これに対し、菅首相は26日夜のNHKニュース番組に出演し、司会者の質問に答える形で「(推薦された会員が)結果的に一部の大学に偏っている」と批判した。さらに、菅首相は「全体として民間や若手、地方の大学の研究者が極端に少ない」と指摘し、東京大学など特定の大学の学者ばかりが推薦されていることへの不満をにじませた。
任命拒否の理由は説明を回避
推薦された6人の任命拒否の理由を問われると、菅首相は「説明できることとできないことがある」と不快そうな表情で説明を避けた。「人事の理由は明らかにすべきではない」との政府の立場を改めて示した格好だ。
今後の国会論戦でも菅首相は同様の対応をとるとみられるが、与党内には「説明を避け続ければ、政権批判が拡大するばかりだ」(公明幹部)と不安視する声も広がる。
そもそも、初演説を終えたばかりの首相が、その日の夜のNHK番組に出演して演説内容を自ら解説するのは「過去に例がない」(関係者)。野党側は「あらかじめ出演を決めておいて、そこで初めて学術会議問題に言及してみせること自体が国会軽視」(立憲民主)との声も噴出している。
関係者は「首相の得意とするメディア対策の一環」と解説するが、先の首相番記者との「パンケーキ懇談会」に象徴されるメディア操縦術は「政府とメディア双方への国民の不信も招きかねない」(自民長老)との指摘も多い。
首相演説を受けて野党側は、11月2日から始まる予定の衆院予算委員会を3日間開催するよう求めた。衆院予算委は首相との直接対決の場となるが、自民党は慣例を盾に2日間を主張して折り合わなかった。官邸事務方トップとして6人の任命拒否を決めたとされる杉田和博官房副長官の予算委参考人招致も、自民党は「あまり前例がない」と拒否する構えだ。

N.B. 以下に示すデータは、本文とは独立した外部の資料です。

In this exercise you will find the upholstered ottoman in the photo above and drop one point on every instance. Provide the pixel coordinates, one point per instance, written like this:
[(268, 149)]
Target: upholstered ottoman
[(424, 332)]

初演説の遅さに加え、臨時国会の会期は41日間と「冒頭解散時を除けば、最近では最も短い」(自民国対)。しかも、政府提出の法案・条約も野党が反対しにくい必要最低限の10本に絞り込まれている。政府与党は予算編成を理由に「会期も延長しない」(自民国対)としており、菅首相の初関門となる今臨時国会も「鉄壁ガースーでしのぎ切る」(官邸筋)狙いが透けて見える。